The HTKS task is a more complex version of the Head-to-Toes task. In this task, children habituated to several oral commands (e.g., “touch your head” and “touch your toes”). They were then asked to play “a silly game” in which,, in response to the command, “Touch your toes,” they were to touch their head. Then, they played another silly game in which they were to touch their knees when asked to touch their shoulders and vice versa. Children earned 2 points for a correct response, 0 points for an incorrect response, and 1 point if they made any motion to the incorrect response but then self-corrected. The outcome variable used was the total number of correct points, with a maximum of 40 points possible.

In the Choice-Delay Task (Sonuga-Barke et al., 1992), children chose between two rewards: 1) a one-point reward available after two seconds or 2) a two-point reward available after 30-seconds. Each trial began immediately after the reward was received from the preceding trial. Children had 20 trials in which they were instructed to earn as many points as possible.
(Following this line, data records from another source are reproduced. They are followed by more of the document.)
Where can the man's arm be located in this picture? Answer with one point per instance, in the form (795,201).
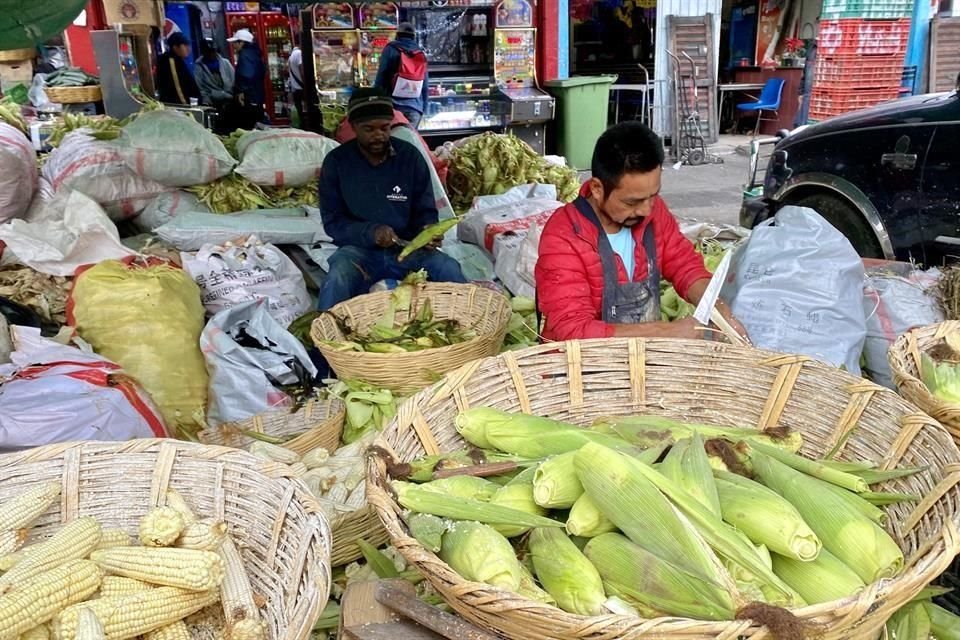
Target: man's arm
(337,220)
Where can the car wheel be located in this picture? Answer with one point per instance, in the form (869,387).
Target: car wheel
(847,221)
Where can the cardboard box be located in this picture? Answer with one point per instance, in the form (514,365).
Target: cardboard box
(14,73)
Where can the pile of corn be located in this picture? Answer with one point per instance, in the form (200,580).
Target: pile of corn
(641,515)
(87,582)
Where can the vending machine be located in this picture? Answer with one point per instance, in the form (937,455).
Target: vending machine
(378,26)
(528,108)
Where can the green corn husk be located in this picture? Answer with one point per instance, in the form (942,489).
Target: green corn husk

The variable used in analyses was the percentage of choices for the 2-point, delayed reward.

In the Go/No-go task children viewed four stimuli (blue triangle, blue square, red triangle, and red square) and were asked to make a key press every time they saw a blue shape (target, 75% of trials), but to withhold a response when they viewed a red shape (25% of trials). Each stimulus appeared for 1000 ms; children were allowed a total of 2000 ms to respond. Inhibitory control outcome measures included percent correct hits and commission errors. Reaction time on correct hits and standard deviation of reaction time for correct hits were also recorded as measures of processing speed, which is a separable EF factor, at least in the middle childhood age range (Rose, Feldman, & Jankowski, 2011).

Working Memory

Both verbal and visuospatial working memory were assessed. Verbal working memory was assessed using the Backward Word Span task (Carlson, 2005; Davis & Pratt, 1995). For this task, children listened to a list of words read out loud and then were asked to repeat the words in backwards order. The list started with one word, and increased by one additional word with successive trials. Children received a score equal to the highest number of words they were able to repeat correctly in reverse order.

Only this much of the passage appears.